Working with Snapshots (Checkpoint-Restore)¶

In the MemVerge AI Platform, Snapshots, also called Checkpoints, allow you to pause and resume a Workspace without losing the current state of a running job, such as an AI training process. This quick start guide demonstrates how to create a volume, launch a Jupyter Notebook environment for training, and safely pause and resume the Workspace while preserving progress.

1. Create a New Storage Volume¶

Open the Volumes Dashboard
In the left navigation, select Storage → Volumes.
Click + New Volume.
Specify Volume Details
Enter a descriptive name (e.g., training-data-vol) and select an appropriate Storage Class.
Allocate the required Size in GiB, and set the Access Mode (e.g., ReadWriteOnce).
Confirm Creation
Click Create and verify the volume appears in the list with a Bound status.
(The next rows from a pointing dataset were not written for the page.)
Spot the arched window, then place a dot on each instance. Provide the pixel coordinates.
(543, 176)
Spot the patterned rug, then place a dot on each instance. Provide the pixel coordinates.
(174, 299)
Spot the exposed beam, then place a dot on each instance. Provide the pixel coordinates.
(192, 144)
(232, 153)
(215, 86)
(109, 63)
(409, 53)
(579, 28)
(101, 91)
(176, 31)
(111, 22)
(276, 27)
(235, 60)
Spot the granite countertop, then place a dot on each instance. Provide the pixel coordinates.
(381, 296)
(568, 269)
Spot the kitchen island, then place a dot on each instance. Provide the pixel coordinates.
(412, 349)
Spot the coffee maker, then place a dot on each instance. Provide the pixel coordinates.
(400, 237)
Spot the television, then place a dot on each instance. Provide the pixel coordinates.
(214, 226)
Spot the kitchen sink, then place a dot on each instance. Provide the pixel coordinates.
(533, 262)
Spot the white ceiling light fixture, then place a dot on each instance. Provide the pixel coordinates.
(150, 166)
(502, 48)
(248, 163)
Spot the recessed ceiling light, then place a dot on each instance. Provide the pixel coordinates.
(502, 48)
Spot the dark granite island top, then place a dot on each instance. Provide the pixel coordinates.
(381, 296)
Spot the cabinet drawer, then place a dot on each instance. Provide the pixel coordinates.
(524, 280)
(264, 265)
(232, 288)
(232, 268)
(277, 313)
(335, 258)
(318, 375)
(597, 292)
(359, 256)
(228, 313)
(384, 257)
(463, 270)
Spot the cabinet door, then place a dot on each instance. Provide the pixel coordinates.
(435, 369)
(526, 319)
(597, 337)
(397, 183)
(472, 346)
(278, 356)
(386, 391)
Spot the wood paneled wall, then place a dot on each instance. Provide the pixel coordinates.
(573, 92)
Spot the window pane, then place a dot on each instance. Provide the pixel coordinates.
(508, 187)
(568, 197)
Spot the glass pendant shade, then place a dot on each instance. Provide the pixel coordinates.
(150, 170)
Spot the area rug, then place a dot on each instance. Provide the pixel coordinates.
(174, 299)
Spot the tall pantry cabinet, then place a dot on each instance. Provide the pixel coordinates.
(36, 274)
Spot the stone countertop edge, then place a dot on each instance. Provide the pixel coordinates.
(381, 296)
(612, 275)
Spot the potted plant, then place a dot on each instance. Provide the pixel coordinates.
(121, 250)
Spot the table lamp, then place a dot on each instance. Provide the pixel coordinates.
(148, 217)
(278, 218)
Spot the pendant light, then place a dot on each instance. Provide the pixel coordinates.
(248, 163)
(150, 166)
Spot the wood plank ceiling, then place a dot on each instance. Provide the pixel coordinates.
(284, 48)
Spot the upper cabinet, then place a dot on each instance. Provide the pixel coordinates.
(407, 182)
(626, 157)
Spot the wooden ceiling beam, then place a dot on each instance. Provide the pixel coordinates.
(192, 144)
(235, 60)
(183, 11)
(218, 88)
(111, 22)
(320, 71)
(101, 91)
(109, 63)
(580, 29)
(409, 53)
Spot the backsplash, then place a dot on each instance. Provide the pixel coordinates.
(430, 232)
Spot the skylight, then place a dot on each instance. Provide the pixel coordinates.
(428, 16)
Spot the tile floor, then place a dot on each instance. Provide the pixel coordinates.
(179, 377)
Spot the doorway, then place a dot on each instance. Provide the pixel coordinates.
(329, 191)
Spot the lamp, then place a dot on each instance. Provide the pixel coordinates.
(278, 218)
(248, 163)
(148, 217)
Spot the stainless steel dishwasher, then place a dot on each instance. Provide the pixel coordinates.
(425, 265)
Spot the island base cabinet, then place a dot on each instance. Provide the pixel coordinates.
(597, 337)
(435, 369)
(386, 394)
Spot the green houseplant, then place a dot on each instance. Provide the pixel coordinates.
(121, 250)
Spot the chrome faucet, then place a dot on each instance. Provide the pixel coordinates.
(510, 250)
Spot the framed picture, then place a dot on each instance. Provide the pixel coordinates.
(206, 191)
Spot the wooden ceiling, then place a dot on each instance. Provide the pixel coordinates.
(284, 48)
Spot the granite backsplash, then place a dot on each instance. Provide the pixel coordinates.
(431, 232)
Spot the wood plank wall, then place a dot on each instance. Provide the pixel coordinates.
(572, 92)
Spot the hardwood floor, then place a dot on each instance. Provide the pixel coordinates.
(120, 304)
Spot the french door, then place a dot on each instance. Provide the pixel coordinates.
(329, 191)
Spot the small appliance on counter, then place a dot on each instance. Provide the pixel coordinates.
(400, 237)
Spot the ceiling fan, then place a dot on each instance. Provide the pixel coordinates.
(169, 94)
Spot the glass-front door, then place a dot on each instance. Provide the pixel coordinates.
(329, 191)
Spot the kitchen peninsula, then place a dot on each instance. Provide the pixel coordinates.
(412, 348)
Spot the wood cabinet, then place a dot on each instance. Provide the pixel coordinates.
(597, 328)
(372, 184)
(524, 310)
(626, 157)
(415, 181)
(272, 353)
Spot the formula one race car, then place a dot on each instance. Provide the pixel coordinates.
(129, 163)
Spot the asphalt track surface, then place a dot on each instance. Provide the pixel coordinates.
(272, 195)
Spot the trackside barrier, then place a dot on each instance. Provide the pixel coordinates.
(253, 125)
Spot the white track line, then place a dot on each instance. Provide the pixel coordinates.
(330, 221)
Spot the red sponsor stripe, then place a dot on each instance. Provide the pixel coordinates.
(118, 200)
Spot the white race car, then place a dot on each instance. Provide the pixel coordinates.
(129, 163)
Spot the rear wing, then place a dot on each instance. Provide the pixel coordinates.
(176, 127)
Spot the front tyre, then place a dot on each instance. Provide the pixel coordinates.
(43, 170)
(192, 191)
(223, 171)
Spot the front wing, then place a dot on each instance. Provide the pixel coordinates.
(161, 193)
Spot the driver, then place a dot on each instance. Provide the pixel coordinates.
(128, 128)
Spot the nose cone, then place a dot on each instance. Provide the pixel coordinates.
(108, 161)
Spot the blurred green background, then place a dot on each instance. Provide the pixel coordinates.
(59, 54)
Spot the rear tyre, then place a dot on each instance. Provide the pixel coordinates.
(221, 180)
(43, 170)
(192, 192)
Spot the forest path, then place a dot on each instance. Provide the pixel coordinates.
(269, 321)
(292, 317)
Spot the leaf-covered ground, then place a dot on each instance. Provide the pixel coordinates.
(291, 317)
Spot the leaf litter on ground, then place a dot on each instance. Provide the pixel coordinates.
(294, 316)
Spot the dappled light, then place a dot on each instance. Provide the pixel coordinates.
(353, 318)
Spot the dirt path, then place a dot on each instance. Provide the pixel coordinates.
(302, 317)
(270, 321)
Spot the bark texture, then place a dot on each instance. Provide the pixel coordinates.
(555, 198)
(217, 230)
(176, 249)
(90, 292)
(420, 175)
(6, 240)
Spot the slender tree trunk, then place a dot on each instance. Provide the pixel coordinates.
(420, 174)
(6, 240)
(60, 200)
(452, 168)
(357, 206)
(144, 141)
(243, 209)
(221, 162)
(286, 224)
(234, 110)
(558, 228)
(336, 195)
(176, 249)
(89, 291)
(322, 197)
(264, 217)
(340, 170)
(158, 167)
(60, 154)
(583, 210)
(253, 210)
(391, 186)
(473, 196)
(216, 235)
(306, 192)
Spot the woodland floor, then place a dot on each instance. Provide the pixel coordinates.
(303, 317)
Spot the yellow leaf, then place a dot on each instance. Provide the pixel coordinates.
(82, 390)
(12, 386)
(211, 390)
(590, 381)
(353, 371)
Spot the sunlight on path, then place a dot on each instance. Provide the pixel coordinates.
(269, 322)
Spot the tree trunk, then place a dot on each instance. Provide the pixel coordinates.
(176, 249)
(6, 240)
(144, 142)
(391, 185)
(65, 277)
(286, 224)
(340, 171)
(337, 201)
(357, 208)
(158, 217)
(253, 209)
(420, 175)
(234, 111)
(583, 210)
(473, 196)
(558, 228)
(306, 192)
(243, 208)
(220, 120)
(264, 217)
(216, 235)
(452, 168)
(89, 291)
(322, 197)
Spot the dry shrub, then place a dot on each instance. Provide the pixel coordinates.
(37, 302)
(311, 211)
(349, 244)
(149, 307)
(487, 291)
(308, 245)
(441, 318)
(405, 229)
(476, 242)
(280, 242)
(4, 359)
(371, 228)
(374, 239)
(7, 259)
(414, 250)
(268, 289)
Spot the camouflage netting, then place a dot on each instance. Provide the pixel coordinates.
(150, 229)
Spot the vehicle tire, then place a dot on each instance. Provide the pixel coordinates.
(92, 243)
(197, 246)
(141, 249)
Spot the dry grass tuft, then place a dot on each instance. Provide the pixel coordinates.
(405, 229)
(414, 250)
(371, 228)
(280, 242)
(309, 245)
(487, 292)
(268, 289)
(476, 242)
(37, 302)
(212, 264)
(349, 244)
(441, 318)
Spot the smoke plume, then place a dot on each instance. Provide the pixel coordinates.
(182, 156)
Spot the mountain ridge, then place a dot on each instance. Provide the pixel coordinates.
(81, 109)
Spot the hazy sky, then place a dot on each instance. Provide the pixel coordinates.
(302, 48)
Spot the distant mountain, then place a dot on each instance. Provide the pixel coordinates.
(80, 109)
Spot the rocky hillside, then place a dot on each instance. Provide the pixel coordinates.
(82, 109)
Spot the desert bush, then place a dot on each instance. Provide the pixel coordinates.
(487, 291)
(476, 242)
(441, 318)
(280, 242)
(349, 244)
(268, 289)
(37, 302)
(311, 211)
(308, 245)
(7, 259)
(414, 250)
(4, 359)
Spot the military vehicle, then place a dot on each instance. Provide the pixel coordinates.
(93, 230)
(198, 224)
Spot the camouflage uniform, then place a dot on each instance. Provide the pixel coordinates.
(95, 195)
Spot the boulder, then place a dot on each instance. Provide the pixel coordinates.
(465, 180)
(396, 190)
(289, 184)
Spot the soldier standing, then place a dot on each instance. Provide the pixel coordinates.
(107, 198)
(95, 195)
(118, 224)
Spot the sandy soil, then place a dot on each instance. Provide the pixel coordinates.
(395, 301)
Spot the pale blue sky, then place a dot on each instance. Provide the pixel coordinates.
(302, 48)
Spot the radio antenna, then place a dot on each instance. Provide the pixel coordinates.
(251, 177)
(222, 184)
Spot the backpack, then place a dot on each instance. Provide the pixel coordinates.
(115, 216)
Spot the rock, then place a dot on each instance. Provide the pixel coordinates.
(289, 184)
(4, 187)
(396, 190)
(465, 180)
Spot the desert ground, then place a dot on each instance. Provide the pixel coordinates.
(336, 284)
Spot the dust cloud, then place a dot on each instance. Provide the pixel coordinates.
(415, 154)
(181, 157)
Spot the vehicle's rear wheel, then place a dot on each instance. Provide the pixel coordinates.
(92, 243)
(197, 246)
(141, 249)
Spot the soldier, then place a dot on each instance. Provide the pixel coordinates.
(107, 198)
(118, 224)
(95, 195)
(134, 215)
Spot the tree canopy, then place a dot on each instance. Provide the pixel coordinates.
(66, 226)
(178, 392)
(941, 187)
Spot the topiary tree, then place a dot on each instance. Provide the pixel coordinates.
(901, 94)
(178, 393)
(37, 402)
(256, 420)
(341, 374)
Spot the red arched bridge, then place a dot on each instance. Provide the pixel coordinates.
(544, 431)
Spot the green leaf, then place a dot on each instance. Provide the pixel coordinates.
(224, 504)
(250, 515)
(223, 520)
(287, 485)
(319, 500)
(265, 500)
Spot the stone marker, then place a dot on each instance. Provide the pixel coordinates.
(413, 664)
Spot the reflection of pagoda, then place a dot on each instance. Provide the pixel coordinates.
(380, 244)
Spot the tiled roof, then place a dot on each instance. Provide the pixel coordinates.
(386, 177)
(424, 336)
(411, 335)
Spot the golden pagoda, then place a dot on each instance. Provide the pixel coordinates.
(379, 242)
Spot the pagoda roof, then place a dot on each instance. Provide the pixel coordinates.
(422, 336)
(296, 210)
2. Create a New Workspace¶

Projects → + Create Workspace
In the Projects view, or in the Workspaces area if available, click + Create Workspace.
Configure the Workspace
Give it a name (e.g., jupyter-ml-lab).
Assign it to your newly created volume to store code and output.
Choose a Compute Resource profile (number of GPUs, CPU cores, and memory).
Enable Checkpointing if prompted, ensuring the Workspace can be paused and resumed safely.
Create
Click Create. Wait for the Workspace status to become Ready.

3. Start a Simple Training Job¶

Open Jupyter Notebook
Under Workspaces, click Connect for your jupyter-ml-lab Workspace.
Jupyter Notebook (or a terminal) opens in a new browser tab.
Run Your Code
(Placeholder for Python code snippet.)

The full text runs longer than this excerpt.